O brigatinibe e o gefitinibe integram uma classe de terapias-alvo orais. O mecanismo de funcionamento deles é preciso: agem diretamente sobre alterações moleculares específicas presentes nas células tumorais. A praticidade é um ponto central dessas novas opções, já que os pacientes podem realizar o tratamento no conforto de suas casas, evitando o desgaste das idas frequentes a hospitais. Além disso, o perfil de segurança é considerado favorável, apresentando uma incidência menor de efeitos adversos quando colocados lado a lado com os protocolos tradicionais de quimioterapia.

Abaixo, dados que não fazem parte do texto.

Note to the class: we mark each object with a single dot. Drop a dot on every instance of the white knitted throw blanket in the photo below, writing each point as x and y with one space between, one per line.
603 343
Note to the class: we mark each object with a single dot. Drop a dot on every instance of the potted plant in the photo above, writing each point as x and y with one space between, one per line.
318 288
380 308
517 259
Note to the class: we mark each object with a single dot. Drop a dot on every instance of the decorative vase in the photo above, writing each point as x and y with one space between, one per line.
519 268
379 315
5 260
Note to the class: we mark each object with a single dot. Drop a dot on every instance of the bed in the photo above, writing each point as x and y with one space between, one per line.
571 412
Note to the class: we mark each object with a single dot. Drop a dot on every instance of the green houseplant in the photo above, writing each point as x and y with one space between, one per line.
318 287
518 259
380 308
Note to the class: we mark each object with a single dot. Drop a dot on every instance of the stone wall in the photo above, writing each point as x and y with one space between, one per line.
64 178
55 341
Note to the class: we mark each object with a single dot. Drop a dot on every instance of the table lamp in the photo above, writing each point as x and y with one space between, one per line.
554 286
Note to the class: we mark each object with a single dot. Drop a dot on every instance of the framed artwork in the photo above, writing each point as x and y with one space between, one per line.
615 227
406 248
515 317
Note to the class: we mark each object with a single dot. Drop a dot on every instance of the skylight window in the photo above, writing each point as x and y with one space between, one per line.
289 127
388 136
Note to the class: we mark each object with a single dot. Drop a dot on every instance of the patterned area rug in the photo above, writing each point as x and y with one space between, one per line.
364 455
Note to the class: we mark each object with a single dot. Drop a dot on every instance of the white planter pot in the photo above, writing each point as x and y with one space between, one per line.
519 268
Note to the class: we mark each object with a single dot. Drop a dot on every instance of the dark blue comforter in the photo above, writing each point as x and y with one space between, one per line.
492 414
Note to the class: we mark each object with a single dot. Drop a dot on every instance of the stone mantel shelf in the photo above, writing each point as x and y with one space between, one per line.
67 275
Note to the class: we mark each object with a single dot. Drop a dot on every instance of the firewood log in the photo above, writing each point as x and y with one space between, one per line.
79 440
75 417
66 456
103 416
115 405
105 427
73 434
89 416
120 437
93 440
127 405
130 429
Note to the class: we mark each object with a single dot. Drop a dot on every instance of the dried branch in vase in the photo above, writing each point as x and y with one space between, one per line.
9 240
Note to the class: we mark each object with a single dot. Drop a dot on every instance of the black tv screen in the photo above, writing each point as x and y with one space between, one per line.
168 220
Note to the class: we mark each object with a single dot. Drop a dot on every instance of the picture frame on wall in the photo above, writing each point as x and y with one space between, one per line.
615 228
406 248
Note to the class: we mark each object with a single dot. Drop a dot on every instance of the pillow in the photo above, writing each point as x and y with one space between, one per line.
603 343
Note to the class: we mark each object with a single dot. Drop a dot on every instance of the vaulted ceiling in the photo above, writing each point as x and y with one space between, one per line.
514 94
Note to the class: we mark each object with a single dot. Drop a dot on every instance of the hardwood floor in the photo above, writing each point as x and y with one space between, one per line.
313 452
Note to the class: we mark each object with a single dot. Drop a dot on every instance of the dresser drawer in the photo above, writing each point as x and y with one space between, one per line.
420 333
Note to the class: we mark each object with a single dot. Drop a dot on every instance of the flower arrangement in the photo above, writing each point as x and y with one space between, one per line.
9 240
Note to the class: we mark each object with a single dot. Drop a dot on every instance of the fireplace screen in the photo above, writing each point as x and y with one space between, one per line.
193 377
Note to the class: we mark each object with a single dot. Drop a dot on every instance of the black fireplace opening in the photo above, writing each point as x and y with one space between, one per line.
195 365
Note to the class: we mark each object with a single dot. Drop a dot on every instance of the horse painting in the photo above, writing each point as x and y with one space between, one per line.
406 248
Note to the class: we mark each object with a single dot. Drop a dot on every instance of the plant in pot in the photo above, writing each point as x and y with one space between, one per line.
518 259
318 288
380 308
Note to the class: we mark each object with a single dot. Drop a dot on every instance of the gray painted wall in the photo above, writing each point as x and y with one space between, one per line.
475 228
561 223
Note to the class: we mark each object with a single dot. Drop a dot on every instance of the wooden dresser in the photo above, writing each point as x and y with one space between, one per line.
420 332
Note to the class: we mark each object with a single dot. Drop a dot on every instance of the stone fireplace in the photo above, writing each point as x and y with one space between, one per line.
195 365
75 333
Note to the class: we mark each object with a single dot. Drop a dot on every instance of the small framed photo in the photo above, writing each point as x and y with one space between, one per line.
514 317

Diferente dos anteriores, o durvalumabe atua de forma distinta. A substância tem como objetivo despertar o sistema imunológico, capacitando-o a reconhecer e destruir os tumores. O uso desta terapia é focado em pacientes diagnosticados com câncer de pulmão em estágio 3, justamente naqueles casos em que a intervenção cirúrgica não se mostra viável. O reforço no sistema de defesa do próprio corpo tem resultado em ganhos na sobrevida global de quem enfrenta a doença.
A viabilização desses tratamentos ocorre por meio da Assistência Farmacêutica Oncológica (AF-Onco). O governo federal assume o financiamento integral dos medicamentos, dentro de um plano que pretende reformular o acesso a cuidados especializados no país. A implementação da AF-Onco não se limita a esses três remédios; ela prevê a oferta de 23 itens oncológicos de alto custo na rede pública.
A meta oficial é aumentar em 35% o volume de opções terapêuticas disponíveis na rede pública. O impacto estimado dessa política alcança mais de 100 mil pessoas em todo o território nacional, sustentado por um orçamento anual que gira em torno de R$ 2,1 bilhões.